Speculators are fleeing the market and selling homes for virtually no profit, according to Nikolai Pehlivanov, director of investment company Green Life. Foros real estate agency said that some 50,000 holiday properties are for sale on Bulgaria's Black Sea coast.

'There is a major risk that the Bulgarian boom could turn into a serious bust. The property market bubble is threatening economic stability,' said Lars Christensen, head of emerging markets research at Denmark's Danske bank. RBC Capital Markets also puts Bulgaria on its vulnerable list along with Romania. Citibank also lists Bulgaria and Romania.

Turkey, an aspiring EU member, is experiencing similar problems to Bulgaria in terms of its property market being driven by large scale development in tourist and coastal locations.

'We have never liked holiday investment locations as they are characterised by agents on high commissions who have no incentive to create a secondary market,' said Property Secrets Bowan.

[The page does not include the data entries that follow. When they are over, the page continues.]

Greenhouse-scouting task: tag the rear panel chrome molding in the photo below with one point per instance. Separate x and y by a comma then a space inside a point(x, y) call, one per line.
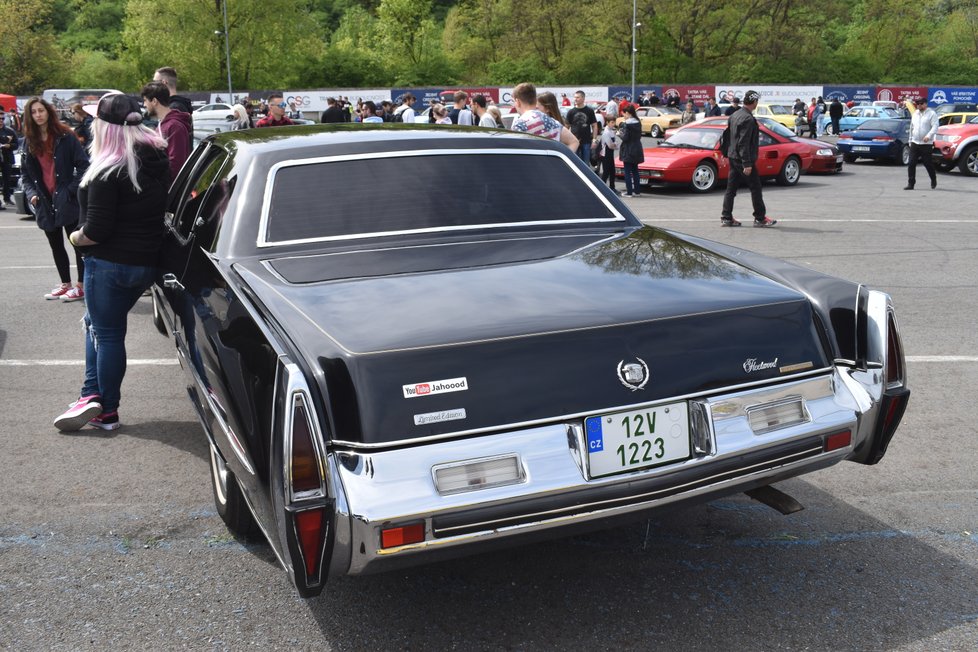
point(383, 489)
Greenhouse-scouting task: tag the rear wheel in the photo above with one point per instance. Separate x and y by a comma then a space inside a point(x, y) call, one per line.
point(229, 500)
point(790, 172)
point(704, 177)
point(968, 163)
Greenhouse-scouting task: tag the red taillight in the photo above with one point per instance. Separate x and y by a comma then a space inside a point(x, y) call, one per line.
point(399, 536)
point(305, 463)
point(838, 440)
point(309, 525)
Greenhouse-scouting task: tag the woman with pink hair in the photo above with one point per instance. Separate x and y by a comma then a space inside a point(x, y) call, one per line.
point(122, 196)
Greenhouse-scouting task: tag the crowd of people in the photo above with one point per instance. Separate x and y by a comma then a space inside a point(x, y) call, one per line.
point(104, 183)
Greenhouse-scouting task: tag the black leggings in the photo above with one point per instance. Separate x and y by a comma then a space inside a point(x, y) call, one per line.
point(61, 255)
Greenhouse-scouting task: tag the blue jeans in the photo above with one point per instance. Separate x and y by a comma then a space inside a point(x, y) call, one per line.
point(632, 179)
point(584, 152)
point(111, 290)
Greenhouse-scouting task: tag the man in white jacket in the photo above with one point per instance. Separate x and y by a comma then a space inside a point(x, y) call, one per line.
point(923, 128)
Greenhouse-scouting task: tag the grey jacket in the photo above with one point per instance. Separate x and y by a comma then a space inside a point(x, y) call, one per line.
point(743, 138)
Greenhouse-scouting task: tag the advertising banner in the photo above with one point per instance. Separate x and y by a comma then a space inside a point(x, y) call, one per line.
point(950, 94)
point(591, 93)
point(699, 94)
point(770, 94)
point(846, 94)
point(899, 93)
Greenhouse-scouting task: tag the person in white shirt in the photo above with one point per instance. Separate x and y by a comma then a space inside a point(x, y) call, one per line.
point(480, 108)
point(923, 128)
point(406, 110)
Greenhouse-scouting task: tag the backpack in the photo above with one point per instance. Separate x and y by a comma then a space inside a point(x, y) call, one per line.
point(725, 141)
point(579, 126)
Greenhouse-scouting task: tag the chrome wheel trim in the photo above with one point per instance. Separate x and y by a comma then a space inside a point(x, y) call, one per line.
point(704, 177)
point(219, 476)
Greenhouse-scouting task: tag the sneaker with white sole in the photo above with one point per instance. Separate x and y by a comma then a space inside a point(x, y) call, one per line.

'The investor is left being unable to sell surrounded by even more new developments that create supply saturation. On top of this Turkey has some serious economic problems and extremely high interest rates. Like all tourist destinations we think it will be hit hard by the general economic downturn,' he added.

However Turkey's longer term outlook is described as 'strong', particularly its domestic driven property markets in places like Istanbul. 'Turkey's population is young and the country has EU ambitions. Just stay away from the coast,' added Bowman.